Controversy continues to brew in the pot that is Oregon’s cannabis industry. Last month the Oregon Department of Human Services refused a nonprofit’s donation of Thanksgiving dinners for families who couldn’t afford them due to the organization’s involvement with legal weed.
The Women’s Leaders in Cannabis of Eugene is a group made up of nearly 30 female leaders of the cannabis community. In the first week that recreational pot dispensaries were open, the industry made over $11 million. So, being a nonprofit organization based on philanthropy, WLC decided to put together a generous contribution of 20 turkey baskets—each containing $50 worth of food—as a way to give back to the community and pass forward the good fortune they’d received.
Initially, DHS said they’d accept the kind-hearted donation, but only a few days later the state turned the decision on its head. After consulting with the Oregon Department of Administrative Services, DHS decided that any involvement with a pot-related organization would signify the endorsement of marijuana. According to a DHS spokesperson, the department assists many families torn apart by drug and alcohol abuse, and would no sooner accept a donation from a company that produced alcoholic beverages.
For WLC, DHS’ rejection was upsetting. “It just weighed on the soul a little bit,” group founder Lindsey Jacobsen told The Oregonian. Though the women in the group do work in the cannabis industry, the group itself does not produce, grow, or distribute pot. Nor do they condone drug abuse. In fact, it would appear that a gift to families with drug problems from a group of women in the weed business could serve as a reparation of sorts to those who struggled with legal problems when marijuana used to be a criminal offense.
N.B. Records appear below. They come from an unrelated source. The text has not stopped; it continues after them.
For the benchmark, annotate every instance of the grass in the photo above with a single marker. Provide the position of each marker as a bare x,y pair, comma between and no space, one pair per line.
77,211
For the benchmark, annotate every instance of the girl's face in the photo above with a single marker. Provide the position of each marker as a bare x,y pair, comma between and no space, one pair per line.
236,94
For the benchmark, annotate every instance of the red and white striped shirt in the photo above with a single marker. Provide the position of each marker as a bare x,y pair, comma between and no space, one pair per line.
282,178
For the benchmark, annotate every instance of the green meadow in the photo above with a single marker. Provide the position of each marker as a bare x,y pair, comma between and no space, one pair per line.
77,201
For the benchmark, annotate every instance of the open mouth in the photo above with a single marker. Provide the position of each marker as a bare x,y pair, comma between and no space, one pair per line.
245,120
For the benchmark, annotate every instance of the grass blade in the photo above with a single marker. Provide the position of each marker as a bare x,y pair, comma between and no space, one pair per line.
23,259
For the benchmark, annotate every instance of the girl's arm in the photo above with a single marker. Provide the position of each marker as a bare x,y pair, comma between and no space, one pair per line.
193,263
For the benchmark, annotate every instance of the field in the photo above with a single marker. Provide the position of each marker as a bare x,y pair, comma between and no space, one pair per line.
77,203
Fortunately, the turkey baskets were accepted by an organization that supports families of autistic children. But this isn’t the first rejection WLC has faced, and it probably won’t be the last. According to a November report by High Times Magazine, other cannabis-related businesses in Oregon have been similarly rejected by charities after attempting to donate food and funds valuable to those affected by poverty. Reefer madness continues, and families in need remain so.